He's the salvor aboard the limp, wailing, cargo ship Rena - and to many in the Bay of Plenty, a saviour.
Yet try to pin a medal on his chest reading "hero" and he'll sharply hand it back and tell you to give it to a nurse or a police constable.
"They're just not into that stuff ... they do what they have to do, and that's their job," said Matthew Watson, the spokesman for their salvage company, Svitzer.
The 25 to 30 people in the Rena team represent the "absolute cream" of the world's salvors.
Just hours after the container ship slugged into the Astrolabe Reef off the Tauranga coast early on October 5, the Netherlands-based company was scrambling its best men.
They are engineers, divers, naval architects and ships' masters from New Zealand, Australia, Singapore, South Africa, Holland and the United States, aged from their mid 20s to early 50s.
As an oil slick began to spread from the grounded vessel in the early days of the disaster, salvors were quickly preparing a plan to contain what was said to be the year's worst shipwreck.
They were instantly thrown into their exhausting, relentless routine of work and sleep - at sea, they were working, on land, they were in bed.
Unsurprisingly, they can earn up to US$1800 ($2300) a day.
Apart from the few senior salvors who have fronted the media - among them Michael Riddell, Paul Van't Hoff and the tough-faced Captain Drew Shannon, a Sydneysider - we don't know the names of these men.
We know that at any given time, about three Kiwis will be among them.
In the first glimpses offered to the public, supplied photographs showed tiny figures hoisting bulky generators on to the deck of the 47,000-tonne ship, by then broken and doomed.
Another video showed a salvor step over a huge gash in the ship's port side, ripped open during a storm that also sent 350 tonnes of heavy fuel oil into the sea and eventually on to beaches.
What they have so far achieved is remarkable. Namely, they have prevented a second spill by pumping more than 1300 tonnes of thick, Marmite-like oil from the Rena's tanks.
This has meant lugging generators and pumps, some weighing 100kg, around leaning, slippery decks amid the pungent odour of rotting food in containers.
"Some of them get covered from head to toe in oil, grease, grime and sweat - it can be a very dirty job, there's no doubt about that," Mr Watson said.
Five decks below in the eerie engine room, it was pitch black and much more like being in the bowels of a coal mine.

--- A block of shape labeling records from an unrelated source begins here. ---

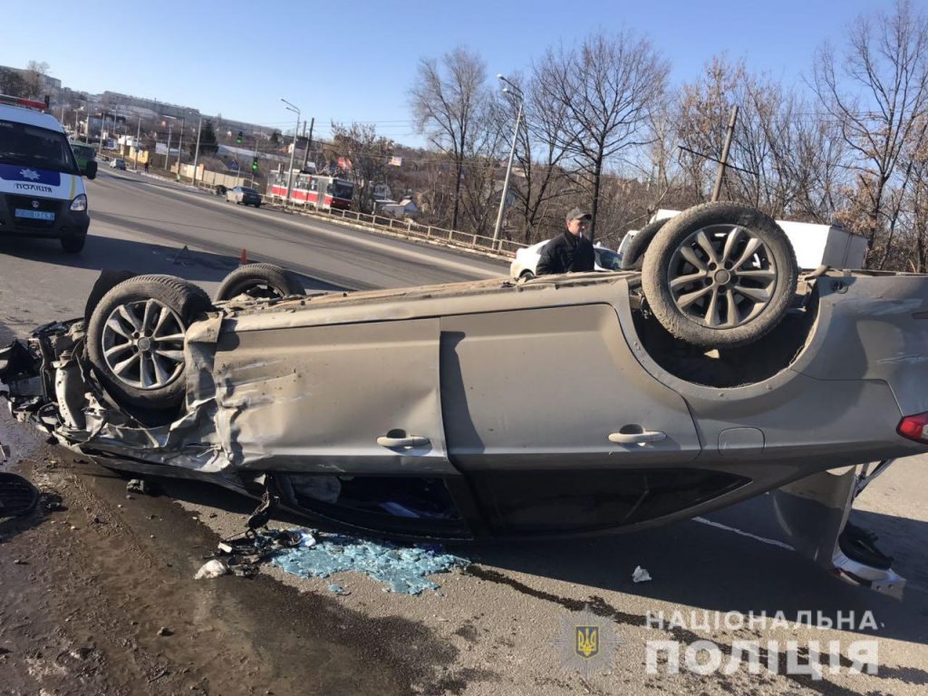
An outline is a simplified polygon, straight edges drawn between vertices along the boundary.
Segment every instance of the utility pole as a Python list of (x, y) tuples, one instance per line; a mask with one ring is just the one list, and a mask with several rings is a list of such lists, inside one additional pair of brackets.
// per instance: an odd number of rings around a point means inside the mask
[(712, 200), (718, 200), (722, 194), (722, 180), (725, 178), (725, 166), (728, 163), (728, 149), (731, 148), (731, 138), (735, 134), (735, 122), (738, 121), (738, 105), (731, 107), (731, 118), (728, 120), (728, 132), (725, 135), (725, 145), (722, 147), (722, 159), (718, 162), (718, 172), (715, 174), (715, 187), (712, 191)]
[(300, 110), (283, 97), (280, 98), (280, 101), (287, 105), (284, 108), (288, 111), (293, 111), (296, 114), (296, 125), (293, 127), (293, 148), (290, 149), (290, 168), (287, 174), (287, 200), (284, 201), (284, 204), (287, 205), (290, 202), (290, 192), (293, 190), (293, 157), (296, 155), (296, 135), (300, 132)]
[(203, 129), (203, 117), (200, 115), (197, 125), (197, 148), (193, 153), (193, 185), (197, 186), (197, 162), (200, 161), (200, 133)]
[(496, 242), (499, 240), (499, 231), (503, 226), (503, 213), (506, 212), (506, 197), (509, 190), (509, 174), (512, 174), (512, 158), (516, 154), (516, 142), (519, 140), (519, 124), (522, 122), (522, 105), (525, 103), (525, 97), (519, 87), (507, 80), (503, 75), (496, 75), (496, 77), (509, 85), (508, 87), (503, 87), (503, 92), (519, 99), (519, 111), (516, 113), (516, 127), (512, 132), (512, 148), (509, 149), (509, 161), (506, 165), (506, 176), (503, 179), (503, 191), (499, 198), (499, 212), (496, 213), (496, 225), (493, 228), (493, 245), (491, 249), (496, 249)]
[[(309, 139), (306, 141), (306, 151), (303, 153), (303, 168), (306, 168), (306, 162), (309, 161), (309, 146), (313, 144), (313, 126), (316, 125), (316, 117), (309, 122)], [(303, 135), (306, 135), (306, 122), (303, 122)]]
[(135, 171), (136, 172), (138, 171), (138, 141), (141, 139), (141, 137), (142, 137), (142, 117), (139, 116), (138, 117), (138, 126), (136, 126), (136, 128), (135, 128), (135, 142), (134, 143), (134, 145), (135, 146)]
[(164, 153), (164, 171), (168, 171), (168, 159), (171, 157), (171, 129), (174, 123), (168, 123), (168, 151)]
[(180, 180), (180, 156), (184, 152), (184, 126), (187, 125), (187, 114), (180, 118), (180, 138), (177, 143), (177, 180)]

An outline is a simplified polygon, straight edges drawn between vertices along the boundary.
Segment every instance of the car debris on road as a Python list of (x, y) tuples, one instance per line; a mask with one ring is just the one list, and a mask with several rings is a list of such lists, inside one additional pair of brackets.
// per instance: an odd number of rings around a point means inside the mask
[(101, 277), (83, 317), (0, 351), (0, 380), (17, 418), (107, 466), (359, 535), (588, 535), (772, 491), (796, 550), (898, 596), (845, 522), (928, 451), (928, 277), (800, 273), (777, 223), (731, 203), (641, 251), (641, 270), (313, 297), (267, 264), (214, 300)]

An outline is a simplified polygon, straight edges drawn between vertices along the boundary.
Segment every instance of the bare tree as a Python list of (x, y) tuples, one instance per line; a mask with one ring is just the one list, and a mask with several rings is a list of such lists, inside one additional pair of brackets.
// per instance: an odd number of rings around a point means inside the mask
[(813, 86), (838, 121), (857, 174), (851, 219), (869, 251), (888, 223), (887, 203), (904, 148), (918, 148), (928, 109), (928, 20), (898, 0), (892, 14), (861, 17), (851, 27), (844, 59), (826, 45), (816, 58)]
[(665, 88), (667, 63), (644, 38), (595, 33), (576, 48), (548, 49), (535, 67), (539, 96), (568, 122), (561, 144), (591, 186), (593, 222), (607, 162), (650, 143), (650, 111)]
[(452, 161), (454, 212), (451, 226), (458, 228), (461, 181), (465, 161), (473, 153), (486, 102), (486, 68), (483, 59), (464, 46), (442, 58), (419, 61), (416, 84), (409, 91), (416, 129)]
[(45, 76), (48, 72), (48, 63), (30, 60), (22, 73), (27, 94), (25, 97), (40, 98), (45, 96)]
[[(681, 146), (680, 165), (689, 188), (686, 202), (690, 205), (709, 198), (715, 165), (707, 158), (722, 154), (728, 115), (737, 103), (734, 92), (744, 80), (742, 63), (732, 65), (724, 57), (714, 56), (698, 79), (680, 88), (677, 135)], [(736, 149), (737, 145), (736, 140)], [(737, 158), (732, 156), (731, 160)]]
[(387, 162), (393, 141), (377, 135), (369, 123), (353, 122), (346, 126), (332, 122), (332, 149), (336, 157), (351, 161), (348, 175), (357, 192), (354, 204), (366, 213), (373, 210), (372, 187), (386, 179)]
[[(525, 85), (519, 76), (512, 82), (522, 94), (523, 119), (516, 134), (516, 164), (509, 190), (519, 209), (519, 237), (529, 243), (551, 237), (563, 227), (559, 213), (566, 203), (561, 205), (560, 201), (575, 198), (579, 190), (564, 169), (573, 145), (567, 109), (547, 101), (537, 71)], [(507, 129), (515, 122), (518, 108), (518, 97), (499, 103), (507, 138), (512, 136)]]
[(28, 87), (19, 71), (0, 68), (0, 94), (25, 97)]

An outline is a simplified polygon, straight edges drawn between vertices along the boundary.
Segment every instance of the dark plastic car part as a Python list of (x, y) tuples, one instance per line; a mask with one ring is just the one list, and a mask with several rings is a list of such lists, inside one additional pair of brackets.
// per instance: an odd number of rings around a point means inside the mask
[(216, 302), (238, 295), (255, 299), (279, 299), (305, 295), (299, 276), (273, 264), (247, 264), (226, 276), (216, 290)]
[(769, 215), (714, 202), (671, 218), (645, 252), (641, 284), (662, 326), (707, 348), (754, 342), (785, 316), (798, 269)]
[(0, 471), (0, 519), (28, 515), (39, 502), (39, 491), (27, 479)]
[(628, 247), (622, 253), (623, 271), (641, 269), (641, 265), (644, 264), (645, 251), (654, 238), (654, 235), (661, 230), (661, 227), (669, 219), (665, 217), (663, 220), (655, 220), (652, 223), (648, 223), (638, 230), (638, 233), (632, 238), (632, 240), (628, 242)]
[(137, 276), (108, 291), (87, 326), (87, 355), (120, 405), (165, 410), (184, 397), (184, 334), (212, 306), (173, 276)]

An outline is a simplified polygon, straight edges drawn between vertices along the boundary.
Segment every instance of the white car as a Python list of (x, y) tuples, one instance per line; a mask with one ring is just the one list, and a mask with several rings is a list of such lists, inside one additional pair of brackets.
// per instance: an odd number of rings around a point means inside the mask
[[(538, 259), (541, 258), (541, 250), (548, 241), (550, 239), (545, 239), (517, 251), (515, 259), (509, 264), (509, 276), (515, 278), (535, 277), (535, 270), (538, 265)], [(612, 249), (601, 244), (594, 244), (593, 253), (596, 255), (594, 268), (597, 271), (617, 271), (622, 267), (622, 257)]]

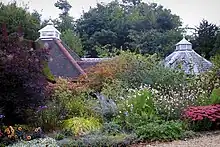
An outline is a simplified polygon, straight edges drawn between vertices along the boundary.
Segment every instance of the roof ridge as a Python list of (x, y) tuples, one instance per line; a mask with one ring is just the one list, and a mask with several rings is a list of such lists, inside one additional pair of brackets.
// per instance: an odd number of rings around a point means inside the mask
[(77, 61), (70, 55), (67, 49), (62, 45), (61, 40), (55, 39), (56, 44), (59, 46), (60, 50), (64, 53), (67, 59), (71, 62), (71, 64), (78, 69), (78, 71), (86, 76), (86, 72), (79, 66)]

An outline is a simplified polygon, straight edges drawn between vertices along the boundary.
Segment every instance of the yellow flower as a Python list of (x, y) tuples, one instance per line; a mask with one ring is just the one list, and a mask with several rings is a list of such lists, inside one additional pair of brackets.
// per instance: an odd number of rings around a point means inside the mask
[(27, 136), (26, 139), (27, 139), (27, 140), (31, 140), (31, 136)]

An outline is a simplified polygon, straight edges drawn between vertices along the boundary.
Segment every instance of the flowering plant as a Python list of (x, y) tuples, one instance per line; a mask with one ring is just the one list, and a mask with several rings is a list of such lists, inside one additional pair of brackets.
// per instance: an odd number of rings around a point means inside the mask
[(220, 105), (188, 107), (183, 111), (194, 130), (206, 130), (217, 127), (220, 122)]

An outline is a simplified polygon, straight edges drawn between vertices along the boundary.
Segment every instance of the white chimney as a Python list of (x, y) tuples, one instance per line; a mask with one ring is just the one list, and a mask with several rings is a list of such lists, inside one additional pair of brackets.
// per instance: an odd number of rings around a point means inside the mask
[(50, 20), (44, 28), (40, 29), (39, 39), (41, 40), (53, 40), (60, 39), (60, 32), (54, 27), (53, 22)]

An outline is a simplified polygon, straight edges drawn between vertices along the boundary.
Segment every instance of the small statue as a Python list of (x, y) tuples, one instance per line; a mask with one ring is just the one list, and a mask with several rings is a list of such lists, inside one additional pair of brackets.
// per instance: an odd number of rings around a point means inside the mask
[(41, 127), (34, 129), (34, 133), (32, 134), (32, 138), (44, 138), (43, 131)]
[(16, 137), (18, 139), (24, 139), (24, 131), (22, 127), (18, 127), (18, 129), (16, 130)]

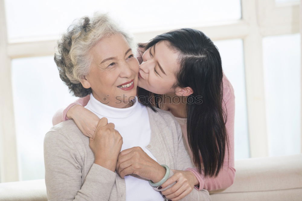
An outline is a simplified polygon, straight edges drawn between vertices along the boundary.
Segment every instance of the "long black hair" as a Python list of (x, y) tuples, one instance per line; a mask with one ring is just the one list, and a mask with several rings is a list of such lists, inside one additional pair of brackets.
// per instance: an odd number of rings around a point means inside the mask
[[(159, 35), (149, 42), (145, 49), (162, 40), (169, 42), (169, 47), (179, 55), (180, 68), (175, 75), (177, 81), (174, 86), (190, 87), (193, 91), (187, 97), (186, 113), (188, 140), (194, 163), (200, 173), (203, 168), (205, 176), (217, 177), (223, 167), (229, 144), (225, 127), (227, 113), (222, 107), (225, 104), (219, 51), (202, 32), (189, 28)], [(139, 95), (140, 97), (159, 95), (141, 88)], [(201, 97), (201, 104), (192, 101)], [(159, 107), (156, 100), (154, 104), (142, 103), (151, 108), (154, 105)]]

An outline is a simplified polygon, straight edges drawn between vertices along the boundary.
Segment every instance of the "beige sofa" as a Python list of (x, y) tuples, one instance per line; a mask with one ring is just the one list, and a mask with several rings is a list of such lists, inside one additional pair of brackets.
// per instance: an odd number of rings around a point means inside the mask
[[(234, 184), (212, 200), (302, 200), (302, 154), (235, 161)], [(0, 183), (0, 201), (47, 200), (44, 180)]]

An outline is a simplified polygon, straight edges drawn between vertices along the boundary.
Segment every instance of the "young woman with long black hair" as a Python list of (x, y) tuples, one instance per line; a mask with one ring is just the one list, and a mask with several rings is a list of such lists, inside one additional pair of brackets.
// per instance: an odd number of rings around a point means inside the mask
[[(209, 191), (229, 187), (236, 171), (235, 96), (217, 47), (202, 32), (184, 28), (157, 36), (141, 48), (139, 100), (175, 117), (196, 167), (175, 171), (162, 187), (176, 184), (163, 195), (178, 200), (194, 187)], [(84, 107), (89, 99), (80, 98), (58, 111), (53, 124), (73, 119), (84, 135), (92, 137), (99, 119)]]

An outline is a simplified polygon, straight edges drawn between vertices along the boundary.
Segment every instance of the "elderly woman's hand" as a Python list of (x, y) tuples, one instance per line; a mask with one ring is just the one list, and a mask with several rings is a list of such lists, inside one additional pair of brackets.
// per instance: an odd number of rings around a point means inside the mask
[(175, 182), (176, 183), (161, 193), (166, 198), (169, 200), (179, 200), (190, 193), (194, 188), (194, 186), (198, 185), (199, 182), (195, 175), (191, 171), (172, 170), (174, 174), (161, 186), (163, 188), (165, 188)]
[(138, 54), (137, 59), (138, 60), (138, 62), (139, 62), (140, 64), (143, 62), (143, 55), (145, 52), (145, 47), (148, 44), (148, 43), (139, 43), (137, 44), (138, 45), (138, 48), (137, 50)]
[(122, 151), (118, 156), (116, 171), (122, 178), (134, 174), (154, 183), (165, 176), (166, 170), (139, 147)]
[(114, 127), (114, 124), (108, 123), (107, 118), (103, 117), (98, 121), (93, 138), (89, 138), (94, 163), (113, 172), (123, 144), (123, 138)]
[(82, 132), (86, 136), (93, 138), (100, 118), (93, 112), (81, 105), (71, 107), (66, 114), (69, 119), (75, 121)]

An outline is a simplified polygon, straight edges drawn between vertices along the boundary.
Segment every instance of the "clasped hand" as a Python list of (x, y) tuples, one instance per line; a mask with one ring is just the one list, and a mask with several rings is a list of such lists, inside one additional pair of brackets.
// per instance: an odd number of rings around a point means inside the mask
[(151, 158), (141, 148), (123, 150), (117, 158), (116, 171), (121, 177), (134, 174), (156, 183), (165, 176), (166, 170)]

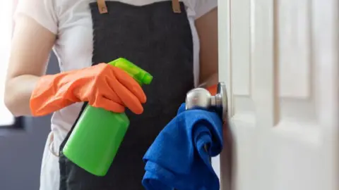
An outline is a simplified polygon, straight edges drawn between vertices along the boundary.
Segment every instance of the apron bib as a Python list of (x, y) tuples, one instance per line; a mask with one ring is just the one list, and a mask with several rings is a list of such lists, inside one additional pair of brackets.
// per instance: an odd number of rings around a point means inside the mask
[(60, 146), (60, 190), (144, 189), (143, 156), (194, 88), (193, 40), (185, 6), (177, 0), (143, 6), (98, 0), (90, 7), (93, 65), (123, 57), (154, 78), (143, 87), (148, 99), (144, 113), (137, 115), (126, 110), (131, 124), (105, 177), (87, 172), (62, 154), (73, 125)]

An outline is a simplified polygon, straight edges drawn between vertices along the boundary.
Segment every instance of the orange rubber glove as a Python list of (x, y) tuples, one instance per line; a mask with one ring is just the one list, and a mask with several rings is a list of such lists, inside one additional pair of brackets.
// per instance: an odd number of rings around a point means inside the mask
[(32, 93), (32, 115), (42, 116), (76, 102), (122, 113), (125, 107), (141, 114), (146, 96), (140, 85), (121, 69), (105, 63), (45, 75)]

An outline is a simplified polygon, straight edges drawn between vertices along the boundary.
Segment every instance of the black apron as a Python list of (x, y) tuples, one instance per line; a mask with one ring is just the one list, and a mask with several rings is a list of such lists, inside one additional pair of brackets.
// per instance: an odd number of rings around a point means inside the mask
[[(150, 85), (143, 87), (148, 99), (144, 113), (137, 115), (126, 111), (131, 125), (105, 177), (87, 172), (62, 154), (73, 125), (60, 146), (60, 190), (144, 189), (143, 156), (159, 132), (175, 117), (186, 92), (194, 88), (193, 39), (183, 3), (173, 0), (142, 6), (117, 1), (103, 3), (107, 9), (100, 9), (99, 2), (90, 4), (93, 65), (123, 57), (154, 78)], [(100, 13), (106, 11), (107, 13)]]

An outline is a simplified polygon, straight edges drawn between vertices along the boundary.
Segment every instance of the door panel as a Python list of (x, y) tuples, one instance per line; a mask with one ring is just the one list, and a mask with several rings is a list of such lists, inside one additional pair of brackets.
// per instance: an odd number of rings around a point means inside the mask
[[(222, 189), (335, 190), (339, 59), (336, 0), (219, 1), (220, 81), (234, 136)], [(219, 165), (220, 166), (218, 168)]]

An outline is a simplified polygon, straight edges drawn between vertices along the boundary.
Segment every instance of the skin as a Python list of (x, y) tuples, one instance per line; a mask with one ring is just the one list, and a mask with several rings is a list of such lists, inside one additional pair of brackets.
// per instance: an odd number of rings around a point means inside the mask
[[(196, 20), (200, 37), (200, 83), (218, 83), (218, 9)], [(56, 35), (34, 20), (21, 16), (16, 22), (5, 87), (5, 104), (15, 116), (31, 115), (30, 99), (45, 75)]]

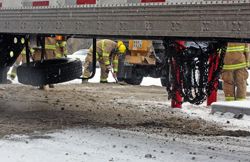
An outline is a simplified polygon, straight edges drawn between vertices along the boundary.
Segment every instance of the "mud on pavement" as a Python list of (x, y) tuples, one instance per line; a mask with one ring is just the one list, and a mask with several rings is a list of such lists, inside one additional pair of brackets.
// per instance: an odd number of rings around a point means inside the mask
[(170, 108), (164, 88), (116, 84), (58, 84), (38, 90), (19, 84), (1, 85), (0, 136), (79, 126), (114, 127), (166, 136), (249, 136), (223, 130)]

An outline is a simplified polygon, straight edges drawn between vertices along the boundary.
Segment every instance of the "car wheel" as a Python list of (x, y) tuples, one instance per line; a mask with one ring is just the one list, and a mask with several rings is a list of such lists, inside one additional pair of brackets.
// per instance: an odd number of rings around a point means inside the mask
[(143, 76), (139, 75), (136, 73), (136, 71), (134, 71), (132, 73), (131, 78), (126, 78), (124, 79), (124, 81), (128, 84), (132, 84), (132, 85), (140, 85), (142, 82)]
[(165, 77), (161, 78), (161, 86), (163, 86), (163, 87), (167, 86), (167, 79)]
[(34, 61), (17, 68), (18, 81), (33, 86), (66, 82), (81, 75), (81, 61), (67, 58)]

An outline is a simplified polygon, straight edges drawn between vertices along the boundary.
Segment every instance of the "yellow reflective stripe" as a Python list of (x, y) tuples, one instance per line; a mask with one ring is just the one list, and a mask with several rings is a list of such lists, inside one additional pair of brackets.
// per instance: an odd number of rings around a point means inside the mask
[(249, 52), (249, 48), (248, 47), (245, 47), (245, 52)]
[(114, 72), (115, 72), (115, 73), (118, 72), (118, 68), (114, 68)]
[(56, 53), (56, 58), (61, 58), (62, 54), (61, 53)]
[(234, 101), (234, 97), (225, 97), (226, 101)]
[(45, 45), (45, 49), (55, 50), (56, 45)]
[(245, 100), (246, 98), (237, 98), (236, 101), (242, 101)]
[(233, 65), (223, 65), (224, 70), (236, 70), (247, 67), (247, 63), (233, 64)]
[(107, 78), (101, 78), (101, 81), (108, 81)]
[(109, 60), (108, 60), (108, 61), (105, 61), (104, 64), (105, 64), (105, 65), (110, 65), (110, 61), (109, 61)]
[(118, 64), (118, 60), (113, 60), (113, 64)]
[(103, 56), (103, 57), (109, 57), (109, 53), (103, 52), (103, 53), (102, 53), (102, 56)]
[(244, 52), (245, 46), (227, 47), (227, 52)]

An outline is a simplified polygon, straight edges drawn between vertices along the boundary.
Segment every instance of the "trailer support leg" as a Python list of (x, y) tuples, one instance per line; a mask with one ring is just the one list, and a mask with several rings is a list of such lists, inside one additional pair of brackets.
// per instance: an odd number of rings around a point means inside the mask
[[(213, 71), (218, 67), (219, 64), (219, 55), (214, 54), (209, 56), (209, 67), (208, 71), (208, 81), (210, 82), (213, 78)], [(214, 82), (213, 85), (214, 89), (212, 90), (211, 94), (207, 98), (207, 106), (210, 106), (213, 102), (217, 101), (217, 88), (218, 88), (218, 80)]]

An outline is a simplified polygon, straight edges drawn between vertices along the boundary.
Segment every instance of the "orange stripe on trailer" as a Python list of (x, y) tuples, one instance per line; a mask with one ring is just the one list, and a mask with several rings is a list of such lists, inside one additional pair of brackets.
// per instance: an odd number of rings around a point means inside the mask
[(96, 4), (96, 0), (76, 0), (76, 4)]
[(166, 0), (141, 0), (141, 3), (166, 2)]
[(49, 6), (49, 1), (33, 1), (32, 6)]

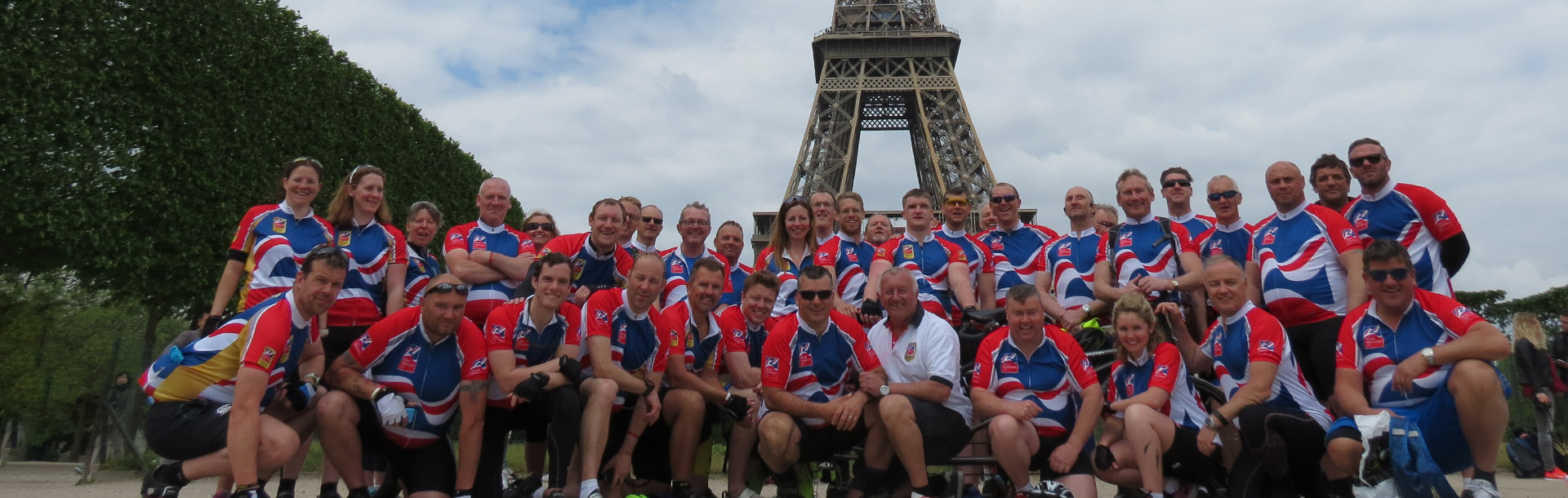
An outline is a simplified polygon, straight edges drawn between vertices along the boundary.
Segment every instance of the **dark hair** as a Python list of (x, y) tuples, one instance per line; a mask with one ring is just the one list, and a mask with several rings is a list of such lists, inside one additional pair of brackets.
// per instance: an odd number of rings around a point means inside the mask
[[(1355, 149), (1355, 147), (1352, 147), (1352, 149)], [(1338, 168), (1341, 172), (1345, 174), (1345, 179), (1350, 179), (1350, 166), (1345, 166), (1345, 161), (1341, 161), (1338, 155), (1323, 153), (1323, 155), (1317, 157), (1317, 161), (1312, 161), (1312, 169), (1308, 171), (1308, 175), (1309, 175), (1306, 179), (1308, 183), (1311, 183), (1312, 186), (1317, 186), (1317, 171), (1319, 169), (1330, 169), (1330, 168)]]
[(560, 265), (571, 265), (571, 263), (572, 263), (572, 260), (568, 258), (564, 254), (560, 254), (560, 252), (555, 252), (555, 251), (546, 252), (539, 258), (533, 260), (532, 265), (528, 265), (528, 280), (538, 280), (539, 279), (539, 271), (544, 271), (544, 266), (560, 266)]
[(1416, 265), (1410, 262), (1410, 251), (1405, 251), (1405, 246), (1400, 246), (1397, 241), (1386, 238), (1374, 240), (1367, 244), (1366, 251), (1361, 251), (1363, 271), (1370, 268), (1372, 263), (1381, 262), (1400, 262), (1405, 268), (1416, 268)]

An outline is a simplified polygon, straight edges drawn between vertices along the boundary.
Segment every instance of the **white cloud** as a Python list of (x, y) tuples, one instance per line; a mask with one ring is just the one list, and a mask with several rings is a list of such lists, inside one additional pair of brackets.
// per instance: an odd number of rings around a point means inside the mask
[[(702, 199), (717, 219), (776, 208), (814, 91), (831, 2), (285, 2), (423, 110), (528, 207), (579, 213), (637, 194)], [(999, 180), (1065, 227), (1062, 191), (1112, 200), (1123, 168), (1181, 164), (1242, 183), (1355, 138), (1388, 144), (1472, 241), (1460, 288), (1568, 282), (1568, 5), (1532, 2), (939, 2)], [(458, 77), (448, 67), (470, 67)], [(467, 69), (464, 69), (467, 70)], [(474, 80), (478, 88), (470, 85)], [(902, 136), (867, 135), (870, 208), (911, 186)], [(889, 177), (891, 175), (891, 177)], [(1206, 207), (1200, 207), (1204, 210)], [(666, 210), (668, 211), (668, 210)], [(1544, 216), (1543, 216), (1544, 215)], [(663, 244), (673, 244), (673, 233)], [(1529, 277), (1530, 274), (1534, 277)]]

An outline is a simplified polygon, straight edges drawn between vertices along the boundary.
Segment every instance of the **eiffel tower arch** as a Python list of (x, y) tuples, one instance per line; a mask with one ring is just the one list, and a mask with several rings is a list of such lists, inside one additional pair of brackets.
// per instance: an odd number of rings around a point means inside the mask
[[(953, 72), (958, 44), (936, 0), (834, 0), (833, 25), (811, 44), (817, 92), (784, 197), (855, 189), (867, 130), (908, 130), (914, 174), (933, 196), (963, 185), (972, 202), (989, 197), (996, 179)], [(775, 216), (754, 213), (754, 249)]]

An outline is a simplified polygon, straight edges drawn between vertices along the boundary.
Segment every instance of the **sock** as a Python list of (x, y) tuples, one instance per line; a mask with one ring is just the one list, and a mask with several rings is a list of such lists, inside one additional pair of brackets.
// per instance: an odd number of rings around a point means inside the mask
[(174, 485), (179, 485), (179, 487), (185, 487), (187, 484), (191, 484), (191, 479), (185, 479), (185, 471), (180, 470), (182, 464), (185, 464), (185, 462), (172, 462), (172, 464), (166, 464), (166, 465), (158, 465), (158, 468), (152, 470), (152, 476), (157, 478), (162, 482), (168, 482), (168, 484), (174, 484)]

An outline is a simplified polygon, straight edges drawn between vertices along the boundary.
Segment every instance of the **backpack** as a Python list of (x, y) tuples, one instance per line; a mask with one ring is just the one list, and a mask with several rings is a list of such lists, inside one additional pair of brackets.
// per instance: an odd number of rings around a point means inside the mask
[(1523, 435), (1508, 440), (1508, 464), (1513, 464), (1513, 476), (1519, 479), (1540, 479), (1546, 475), (1540, 451)]

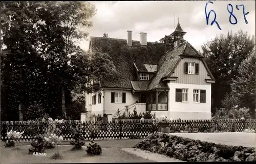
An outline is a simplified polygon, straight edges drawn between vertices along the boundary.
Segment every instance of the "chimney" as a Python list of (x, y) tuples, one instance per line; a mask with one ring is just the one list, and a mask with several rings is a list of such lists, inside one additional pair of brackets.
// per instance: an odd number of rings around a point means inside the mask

To reach the last of the oil, divers had to swim in corridors flooded with murky, oily water to build a sealed dam through to the submerged starboard tank.
"If that dam broke and seawater flooded down into the manhole, it's very unlikely salvors in that tank would have got out alive."
Removing all the 1280 containers got off to a swift start, with the tally approaching 200, but there is no telling when another violent storm could send them all into the sea.
"The salvors would never dare imply that things are going exceptionally well, because what's going well one minute could go terribly the next," Mr Watson said.
"It's still hour-by-hour."
Yet they are aware how those on the shore think of them, having been overwhelmed by the number of letters of appreciation mailed from grateful residents.
"Some of them are extremely heartfelt and it's been tremendous and greatly appreciated ... but they don't want to give the wrong impression. Their job is not over."